Aber nicht nur Augustins Werke lassen leicht vergessen, dass man es hier mit dem gleichen Grundstoff zu tun hat, aus dem unser Alltag besteht, sei es in Form von Fensterscheiben, Trinkgefäßen oder Displays. Peter Holls Bilder etwa erstaunen mit immensem Detailreichtum und kristallklarer Farbgebung, doch sie irritieren auch. Was auf den ersten Blick wie fotorealistische Malerei wirkt, ist tatsächlich ein Ausforschen der luziden Beschaffenheit seiner Sujets: Während der Vordergrund – eine mit Flüssigkeit besprengte Glasschreibe –scharf und überdeutlich zu sehen ist, verschwimmt der Hintergrund, in dem man menschliche Figuren, Stadtarchitekturen, Innenräume, Objekte errätselt. Im Nachhinein meint man, wirkliche Glasscheiben, wirkliches Glas gesehen zu haben. Der Maler stellt die Frage nach der Wahrheit des Sehens, indem er den Limitierungen des Auges seine immense Malkunst gegenüberstellt. „Der gläserne Blick“ zeigt von den ästhetisch-visuellen Positionen wie etwa Bettina Bürkles subtilen Wandobjekten über die fantasievoll wuchernden Hinterglas-Zeichnungen der Cristina Ohlmer bis zu den einen ganzen Raum förmlich auflösenden Spiegelstreifen Johannes Pfeiffers eine immense Vielfalt an Zugängen zum Glas – und wie dieses unseren Blick fordert. Im Erdgeschoss-Salon aber ist das Glas Träger akustischer Signale von Klick- und Zwitscherlauten – hier hat Künstlerin Sabine Schäfer mit mikroskopierten Klang- und Bildwelten aus der Fauna verlangsamte Melodien und Rhythmen geschaffen, die mitunter klanglich ans Brechen von Glas denken lassen.

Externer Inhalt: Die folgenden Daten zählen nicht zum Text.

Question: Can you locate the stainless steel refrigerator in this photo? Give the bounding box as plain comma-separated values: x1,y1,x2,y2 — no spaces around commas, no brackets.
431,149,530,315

In der Kunsthalle zeigen sich der älteste und der jüngste Aussteller Seite an Seite: Markus Lüpertz‘ monumental wirkender „David“ wirkt wie eine Eisskulptur, ist aber tatsächlich als Glasguss hergestellt. Breitbeinig und selbstbewusst steht dieser Held da, doch das Material Glas löst alles Wuchtige wieder auf, lässt die Figur fast filigran, zerbrechlich scheinen. Jorge Sánchez Di Bello (geboren 1988 in Bogotá, Kolumbien) hat im Raum Glasscheiben mit dem sandgestrahltem Umriss des weltbekannten „Monobloc“-Plastikstapelstuhls aufgestellt. Man denkt zunächst an das Fehlen einer Person, vielleicht an die Corona-Zeit mit ihren leerstehenden sozialen Treffpunkten. Es geht aber auch um die gescheiterte Hoffnung auf Frieden. Ein Friedensabkommens zwischen dem damals amtierenden Präsidenten Kolumbiens, Andrés Pastrana, und einem Vertreter der Guerilla fand nicht statt, so dass bis heute ein brüchiger Friede herrscht. In Kolumbien ist dies symbolisiert durch den weißen Stapelstuhl aus Plastik, auf dem kein Guerilla-Vertreter neben dem Präsidenten Platz nehmen wollte. Die Ausstellung fasziniert mit visuellen Reizen und Sensationen, fordert aber auch die Aufgabe gewohnter Sehprozesse. Wer sich Zeit nimmt, wird merken, wie viel noch an Magie und Zauber im Alltagsstoff Glas stecken.